Em 2019, Tim Berners Lee lançou no WebSummit um novo manifesto para a Web, focado em assegurar a privacidade de dados, proteger cidadãos, inclusive mulheres de violências digitais etc. No ano passado, no UN Generation Equality Forum, realizado pela ONU em Paris, Twitter, TikTok, Google e Facebook se comprometeram a combater o abuso online e melhorar a segurança das mulheres em suas plataformas. A promessa veio após consultas com a World Wide Web Foundation (WWWF, fundada e comandada por Lee) no ano passado, com o objetivo de examinar a violência e o abuso online de gênero. Acredita que de fato este novo manifesto na prática promova uma mudança de paradigma?

Em primeiro de julho de 2021, durante o Fórum Geração Igualdade, realizado pela ONU em Paris, quatro gigantes da tecnologia, de plataformas virtuais (Twitter, TikTok, Google e Facebook) adotaram um compromisso importante para combater a pandemia de abusos on-line, melhorar a segurança de suas plataformas para as mulheres. Os compromissos foram desenvolvidos a partir de uma série de consultas e workshops realizados pela World Wide Web Foundation, que reuniu 120 especialistas de empresas de tecnologia, da sociedade civil, do meio acadêmico e de governos de trinta e cinco países com o intuito de cocriar soluções para os problemas de violência e abuso online de gênero.
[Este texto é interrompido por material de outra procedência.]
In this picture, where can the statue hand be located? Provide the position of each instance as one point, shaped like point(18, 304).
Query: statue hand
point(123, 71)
Alguns dos dados publicados no início do ano passado mostraram como diferentes produtos e soluções de políticas poderiam impactar a segurança das mulheres, principalmente jovens, nas plataformas de mídia social. Algumas conclusões a partir dessas consultas mostraram, por exemplo, que muitas jovens não têm consciência ou conhecimento das políticas das plataformas e das características de produtos dessas plataformas que podem contribuir para a sua segurança. Jovens que utilizam as plataformas de mídias sociais nem sempre descrevem ou explicam as experiências de abuso como tal, então elas não são registradas ou denunciadas. O abuso online pode muitas vezes levar as jovens, meninas e mulheres, principalmente, a permanecerem em silêncio, ou a deixarem de usar esses espaços e plataformas, ao invés de denunciarem. Então, existe realmente essa cultura do silêncio, ou de não denunciar os abusos. Há uma preocupação, em especial de meninas e mulheres jovens, com a exposição de vídeos e imagens abusivas, e uma consciência de que os sistemas de denúncias não estão funcionando bem, e que as limitações das ferramentas de segurança formais acabam levando mulheres, em especial mais jovens, a encontrarem meios informais de se protegerem, por não encontrarem as ferramentas para fazer essas denúncias de maneira formal.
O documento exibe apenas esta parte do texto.